There needs to be a readjustment in the types of things maybe you talk about or what your friendship is based on, you know? I think friendships all developed from different spaces and have different seasons. You know, I have my friends that I pray with. I have my friends that I write with and I co-work with, as it relates to academia and perhaps we don't pray together, but they are that support system in that way. So I think it's really important to know those boundaries and what you can share. I don't think everyone's a friend for every season or for every part of your life. Right? I think at one point when we started out together, like, yeah, we had that 1140 roots. So we always had like that godly center, but there were also calls that we had that were legit about business and productivity.

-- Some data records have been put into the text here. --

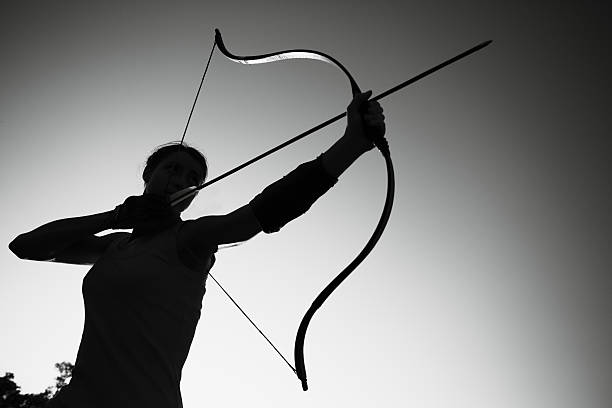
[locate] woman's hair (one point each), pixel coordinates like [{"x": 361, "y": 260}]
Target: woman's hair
[{"x": 165, "y": 150}]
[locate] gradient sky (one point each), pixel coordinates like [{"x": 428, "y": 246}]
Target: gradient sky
[{"x": 491, "y": 285}]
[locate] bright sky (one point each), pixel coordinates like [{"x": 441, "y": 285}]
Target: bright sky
[{"x": 490, "y": 286}]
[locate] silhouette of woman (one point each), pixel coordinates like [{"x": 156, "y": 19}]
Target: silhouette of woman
[{"x": 143, "y": 294}]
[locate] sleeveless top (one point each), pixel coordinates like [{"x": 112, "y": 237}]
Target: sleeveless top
[{"x": 142, "y": 305}]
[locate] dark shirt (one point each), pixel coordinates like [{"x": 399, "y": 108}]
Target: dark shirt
[{"x": 142, "y": 305}]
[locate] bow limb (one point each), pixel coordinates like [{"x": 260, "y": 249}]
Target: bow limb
[
  {"x": 333, "y": 285},
  {"x": 381, "y": 143},
  {"x": 285, "y": 55}
]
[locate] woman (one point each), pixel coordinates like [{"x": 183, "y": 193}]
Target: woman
[{"x": 144, "y": 292}]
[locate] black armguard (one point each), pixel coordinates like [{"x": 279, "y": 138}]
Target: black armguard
[{"x": 291, "y": 196}]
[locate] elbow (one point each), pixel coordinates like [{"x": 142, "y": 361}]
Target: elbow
[
  {"x": 20, "y": 249},
  {"x": 16, "y": 248}
]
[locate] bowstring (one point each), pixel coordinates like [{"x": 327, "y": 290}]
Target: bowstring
[{"x": 209, "y": 274}]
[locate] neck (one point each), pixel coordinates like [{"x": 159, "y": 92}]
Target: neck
[{"x": 155, "y": 226}]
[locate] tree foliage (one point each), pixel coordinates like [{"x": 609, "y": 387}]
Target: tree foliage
[{"x": 11, "y": 396}]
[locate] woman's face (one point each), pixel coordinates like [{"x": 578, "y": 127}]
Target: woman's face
[{"x": 176, "y": 172}]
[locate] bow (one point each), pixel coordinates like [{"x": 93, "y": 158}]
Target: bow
[{"x": 380, "y": 143}]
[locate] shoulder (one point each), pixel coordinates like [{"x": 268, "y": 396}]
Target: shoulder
[{"x": 88, "y": 250}]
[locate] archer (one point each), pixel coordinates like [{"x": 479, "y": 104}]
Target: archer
[{"x": 143, "y": 294}]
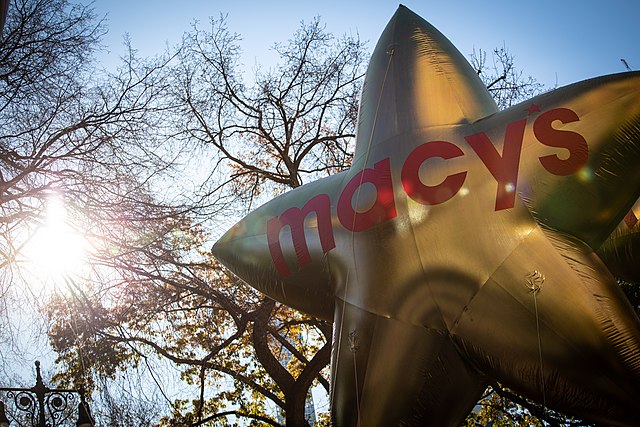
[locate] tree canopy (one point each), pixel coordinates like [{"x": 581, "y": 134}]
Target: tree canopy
[{"x": 115, "y": 150}]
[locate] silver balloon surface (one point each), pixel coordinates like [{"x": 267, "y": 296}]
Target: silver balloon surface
[{"x": 461, "y": 245}]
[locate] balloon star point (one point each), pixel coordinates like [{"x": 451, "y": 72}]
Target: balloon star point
[{"x": 424, "y": 244}]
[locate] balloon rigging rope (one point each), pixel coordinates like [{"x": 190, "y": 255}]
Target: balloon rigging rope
[
  {"x": 354, "y": 348},
  {"x": 535, "y": 304}
]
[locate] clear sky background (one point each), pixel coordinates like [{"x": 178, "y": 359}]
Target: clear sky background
[{"x": 555, "y": 41}]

Right. And that was like the season we were in the moment and the time that we were in. And then of course we supplemented that with prayer, but, you know, I think, I think every friendship has its place, its season, it's purpose, and we have to try not to, I think, expand a friendship beyond the boundaries that God might be setting for that friendship.
Johnna: That's real, honestly, that's something that personally for me I have struggled with is, you know, kind of letting things go past maybe where God has tried to already put an end to it. And, you know, there's, there's quite a few friends that I've had for a really long time in my life. And some of those have kind of dissipated over time just to our lives being so completely different or our core values growing so differently as we've grown into adults. But it's, it's hard to let go sometimes. I just, I just want to keep everybody so close and just be best friends with everyone forever. But the reality is that's not always God's intention. And so I kind of wrestle with that, honestly.